1 Introduction

Recent work in Structure from Motion (SfM) has demonstrated the possibility of reconstructing geometry from large photo collections [1, 16]. Efficient non-linear refinement [3, 34] of camera and point parameters was developed to produce optimal reconstruction. However, the important information about the reconstruction quality [12] is missing in state of the art pipelines [28, 33] and optimization solvers [2] because of the computational and memory requirements. If the quality evaluation is fast enough with reasonable memory requirements, it can be used for filtering cameras and 3D points before Bundle Adjustment which usually run in each step of SfM and therefore remove the bottleneck of a reconstruction pipelines [28, 29]. The second usage may be sophisticated smoothing in the most unconstrained directions in dense reconstructions [19, 27].

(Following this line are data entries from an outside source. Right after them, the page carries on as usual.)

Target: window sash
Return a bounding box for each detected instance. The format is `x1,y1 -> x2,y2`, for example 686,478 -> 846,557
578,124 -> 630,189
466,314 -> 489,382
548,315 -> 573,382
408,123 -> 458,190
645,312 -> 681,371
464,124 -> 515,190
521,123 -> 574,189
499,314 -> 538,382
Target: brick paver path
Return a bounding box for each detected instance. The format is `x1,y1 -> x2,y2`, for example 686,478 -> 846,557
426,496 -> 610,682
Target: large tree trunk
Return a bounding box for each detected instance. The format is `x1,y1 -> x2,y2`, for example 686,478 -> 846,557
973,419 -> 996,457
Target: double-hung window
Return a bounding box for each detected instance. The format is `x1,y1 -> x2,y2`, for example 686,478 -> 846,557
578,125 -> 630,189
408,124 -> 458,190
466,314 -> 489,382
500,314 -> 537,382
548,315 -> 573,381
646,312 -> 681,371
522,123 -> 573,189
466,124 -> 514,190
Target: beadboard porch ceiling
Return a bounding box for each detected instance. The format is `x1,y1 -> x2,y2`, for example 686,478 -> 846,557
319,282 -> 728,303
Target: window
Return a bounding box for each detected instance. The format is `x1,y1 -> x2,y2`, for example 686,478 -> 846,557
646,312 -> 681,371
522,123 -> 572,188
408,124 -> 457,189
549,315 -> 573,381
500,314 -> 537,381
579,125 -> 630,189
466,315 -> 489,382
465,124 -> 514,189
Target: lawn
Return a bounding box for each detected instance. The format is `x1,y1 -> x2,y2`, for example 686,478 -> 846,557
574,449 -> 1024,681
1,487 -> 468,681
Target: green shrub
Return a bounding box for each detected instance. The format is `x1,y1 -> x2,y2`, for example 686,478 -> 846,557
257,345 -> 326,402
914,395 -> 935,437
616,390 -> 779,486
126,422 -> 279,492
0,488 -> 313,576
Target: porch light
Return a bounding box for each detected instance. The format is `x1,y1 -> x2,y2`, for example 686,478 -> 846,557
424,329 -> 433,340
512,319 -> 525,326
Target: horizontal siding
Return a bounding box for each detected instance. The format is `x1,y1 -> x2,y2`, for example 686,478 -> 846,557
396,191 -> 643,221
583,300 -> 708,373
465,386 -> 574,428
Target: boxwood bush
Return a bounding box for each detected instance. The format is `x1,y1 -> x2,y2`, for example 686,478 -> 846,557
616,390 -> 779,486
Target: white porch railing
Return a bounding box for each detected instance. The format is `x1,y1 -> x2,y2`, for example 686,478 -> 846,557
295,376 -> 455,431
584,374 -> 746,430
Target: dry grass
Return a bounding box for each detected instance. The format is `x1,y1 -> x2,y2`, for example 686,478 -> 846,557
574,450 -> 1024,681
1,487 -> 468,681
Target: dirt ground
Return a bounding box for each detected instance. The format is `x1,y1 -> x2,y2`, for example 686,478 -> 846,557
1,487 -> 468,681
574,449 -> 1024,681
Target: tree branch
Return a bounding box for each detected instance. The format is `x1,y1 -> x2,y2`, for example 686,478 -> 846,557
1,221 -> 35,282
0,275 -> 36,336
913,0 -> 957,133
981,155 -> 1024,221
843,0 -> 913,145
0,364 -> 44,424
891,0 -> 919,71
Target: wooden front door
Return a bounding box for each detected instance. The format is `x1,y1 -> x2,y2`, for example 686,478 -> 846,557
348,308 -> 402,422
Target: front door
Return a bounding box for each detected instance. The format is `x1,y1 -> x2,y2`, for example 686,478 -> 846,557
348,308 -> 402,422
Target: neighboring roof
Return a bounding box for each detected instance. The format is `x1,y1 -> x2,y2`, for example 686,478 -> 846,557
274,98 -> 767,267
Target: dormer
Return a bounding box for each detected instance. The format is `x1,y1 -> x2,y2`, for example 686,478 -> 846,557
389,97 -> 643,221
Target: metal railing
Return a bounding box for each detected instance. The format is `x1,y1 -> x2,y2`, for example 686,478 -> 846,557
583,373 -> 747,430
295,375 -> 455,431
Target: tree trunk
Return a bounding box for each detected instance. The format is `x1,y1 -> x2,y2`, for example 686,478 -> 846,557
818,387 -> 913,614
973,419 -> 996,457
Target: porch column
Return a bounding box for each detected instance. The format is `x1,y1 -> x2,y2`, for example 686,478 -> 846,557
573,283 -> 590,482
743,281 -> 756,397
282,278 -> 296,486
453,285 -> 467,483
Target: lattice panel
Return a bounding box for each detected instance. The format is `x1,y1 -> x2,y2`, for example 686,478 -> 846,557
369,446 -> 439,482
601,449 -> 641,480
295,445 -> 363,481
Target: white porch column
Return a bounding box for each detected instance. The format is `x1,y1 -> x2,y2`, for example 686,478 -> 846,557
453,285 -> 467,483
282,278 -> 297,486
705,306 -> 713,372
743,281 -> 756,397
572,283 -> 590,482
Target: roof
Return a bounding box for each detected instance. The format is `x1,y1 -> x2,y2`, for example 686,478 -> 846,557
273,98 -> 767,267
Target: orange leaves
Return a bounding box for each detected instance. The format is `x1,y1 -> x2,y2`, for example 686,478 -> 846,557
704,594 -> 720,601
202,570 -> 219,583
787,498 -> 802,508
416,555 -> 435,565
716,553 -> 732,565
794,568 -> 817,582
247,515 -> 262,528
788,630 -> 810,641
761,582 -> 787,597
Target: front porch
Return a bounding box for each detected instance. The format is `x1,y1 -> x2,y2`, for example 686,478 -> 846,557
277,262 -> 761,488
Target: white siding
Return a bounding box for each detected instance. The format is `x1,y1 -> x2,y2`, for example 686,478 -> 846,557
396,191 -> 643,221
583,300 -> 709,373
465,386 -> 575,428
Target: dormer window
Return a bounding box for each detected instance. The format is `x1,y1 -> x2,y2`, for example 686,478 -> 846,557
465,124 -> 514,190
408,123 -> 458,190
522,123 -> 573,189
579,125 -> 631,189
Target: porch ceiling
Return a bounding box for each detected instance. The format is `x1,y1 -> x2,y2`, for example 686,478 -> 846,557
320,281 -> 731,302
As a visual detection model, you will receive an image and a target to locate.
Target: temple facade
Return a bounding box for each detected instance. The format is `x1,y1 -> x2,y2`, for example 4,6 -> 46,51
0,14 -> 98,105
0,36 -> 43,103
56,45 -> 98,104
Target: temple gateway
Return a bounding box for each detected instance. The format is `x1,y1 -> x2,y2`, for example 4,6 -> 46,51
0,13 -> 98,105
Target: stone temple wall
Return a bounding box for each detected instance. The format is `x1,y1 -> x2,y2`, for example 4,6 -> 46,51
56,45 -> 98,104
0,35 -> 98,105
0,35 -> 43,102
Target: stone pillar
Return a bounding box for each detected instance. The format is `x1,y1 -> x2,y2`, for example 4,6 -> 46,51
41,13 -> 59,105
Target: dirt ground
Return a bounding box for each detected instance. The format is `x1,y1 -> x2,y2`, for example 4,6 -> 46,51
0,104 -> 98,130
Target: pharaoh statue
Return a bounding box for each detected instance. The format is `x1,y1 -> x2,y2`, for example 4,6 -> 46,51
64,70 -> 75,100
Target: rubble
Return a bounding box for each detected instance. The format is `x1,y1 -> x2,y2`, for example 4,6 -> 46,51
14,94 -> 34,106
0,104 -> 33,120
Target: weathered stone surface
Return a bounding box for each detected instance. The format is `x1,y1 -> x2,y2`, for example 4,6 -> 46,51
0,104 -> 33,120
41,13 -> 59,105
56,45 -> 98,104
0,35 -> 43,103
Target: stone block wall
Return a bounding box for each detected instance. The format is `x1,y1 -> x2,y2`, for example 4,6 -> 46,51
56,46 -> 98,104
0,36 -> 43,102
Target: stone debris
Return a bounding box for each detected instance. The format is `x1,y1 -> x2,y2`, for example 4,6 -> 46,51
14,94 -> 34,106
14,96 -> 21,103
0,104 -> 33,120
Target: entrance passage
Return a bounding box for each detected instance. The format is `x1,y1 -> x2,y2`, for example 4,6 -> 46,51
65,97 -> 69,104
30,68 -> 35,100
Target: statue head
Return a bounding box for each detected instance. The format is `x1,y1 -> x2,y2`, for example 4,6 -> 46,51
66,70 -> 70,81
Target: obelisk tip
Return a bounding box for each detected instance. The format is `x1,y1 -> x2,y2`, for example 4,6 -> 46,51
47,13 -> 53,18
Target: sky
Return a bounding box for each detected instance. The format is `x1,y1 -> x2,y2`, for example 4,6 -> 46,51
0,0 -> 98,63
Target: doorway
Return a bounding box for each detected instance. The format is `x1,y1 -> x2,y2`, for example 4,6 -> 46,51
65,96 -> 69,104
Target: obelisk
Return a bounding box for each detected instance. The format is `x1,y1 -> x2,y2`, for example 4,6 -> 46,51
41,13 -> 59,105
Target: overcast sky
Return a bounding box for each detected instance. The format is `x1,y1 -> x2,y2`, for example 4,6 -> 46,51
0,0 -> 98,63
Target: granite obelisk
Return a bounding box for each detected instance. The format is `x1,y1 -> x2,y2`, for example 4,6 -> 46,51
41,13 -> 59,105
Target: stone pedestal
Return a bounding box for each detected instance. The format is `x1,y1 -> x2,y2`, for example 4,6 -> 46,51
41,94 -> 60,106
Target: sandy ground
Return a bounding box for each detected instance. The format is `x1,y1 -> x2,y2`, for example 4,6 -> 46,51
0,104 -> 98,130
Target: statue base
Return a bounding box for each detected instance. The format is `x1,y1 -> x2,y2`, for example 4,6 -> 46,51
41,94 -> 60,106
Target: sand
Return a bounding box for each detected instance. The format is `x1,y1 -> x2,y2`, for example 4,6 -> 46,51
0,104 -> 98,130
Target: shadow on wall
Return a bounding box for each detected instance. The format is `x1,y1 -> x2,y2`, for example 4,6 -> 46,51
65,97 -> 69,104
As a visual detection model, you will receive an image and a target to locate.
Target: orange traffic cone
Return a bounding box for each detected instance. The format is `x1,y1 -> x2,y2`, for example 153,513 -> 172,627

The mathematics of uncertainty propagation is well understood [15], and specific equations have been derived for many camera setups, e.g. for stereo rigs [22, 25], laser scans [17, 26], lines [4] and edges [6]. Except for few a works, e.g. [20], general error propagation has not received significant attention in the computer vision community. We believe that it is due to the high computational complexity of uncertainty propagation, which is, as a function of the number of camera parameters, cubic in time and quadratic in memory. To evaluate the quality, classical photogrammetric methods propagate the uncertainty of image measurements to the uncertainty of estimated parameters.

General propagation requires transport of covariances of measurements to parameters. The standard non-linear projection function is usually simplified by replacing it by its first order approximation, and the covariance of the estimated parameters is then computed by inverting its information matrix. Common objective function [15] of reconstruction from images is the sum of squared reprojection errors.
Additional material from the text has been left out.